Hold on there, KD/Dave Ulrich wannabe... It appears that there are actual practical considerations that can derail something as cool as telecommuting. I like to let my readers do the heavy lifting as much as possible, so here's what a Capitalist reader (Scott) had to say in the comments of that post related to telecommuting:
Great point on telecommuting. I've been thinking about how to propose a program, and Scott has nailed the primary issue - in any company, it will be the case of the Haves (the telecommuters) versus the Have-Nots (those not eligible to telecommute for whatever reason). It's enough to get you to ponder the program for two weeks, then give it up.

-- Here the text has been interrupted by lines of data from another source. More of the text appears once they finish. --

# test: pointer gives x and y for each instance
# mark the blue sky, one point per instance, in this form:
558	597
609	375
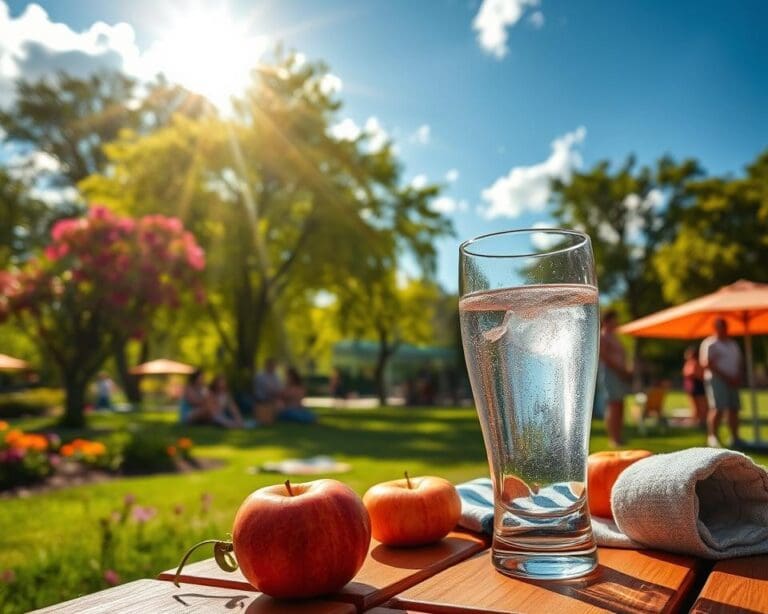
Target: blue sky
596	79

The issues start with mere eligibility. What jobs are eligible? Which ones aren't? Don't managers deserve the ability to note who's eligible based on performance? How do you modify your performance management system to ensure you get what you need out of the resource?
Then, should you be strong enough to get people working from home after you said "no" to those in spots not eligible, here come the technology issues. Eddie's cable provider stinks and he's trying to do it through dial up (nice thinking, Eddie). Sally lives outside of DSL land, but is doing a 200 foot drop from her neighbor's house that has high-speed.
Lot of considerations, to Scott's point and beyond. The bottom line - telecommuting as an individual issue/benefit is pretty cool. Telecommuting as an institutional force? That's going to take a little work and a strong hand to say "tough" when folks aren't eligible, or when they don't have the technology at home to make it work...
Are you tough enough to make that happen? Or is it just easier to take a nap and hope that the requests go away?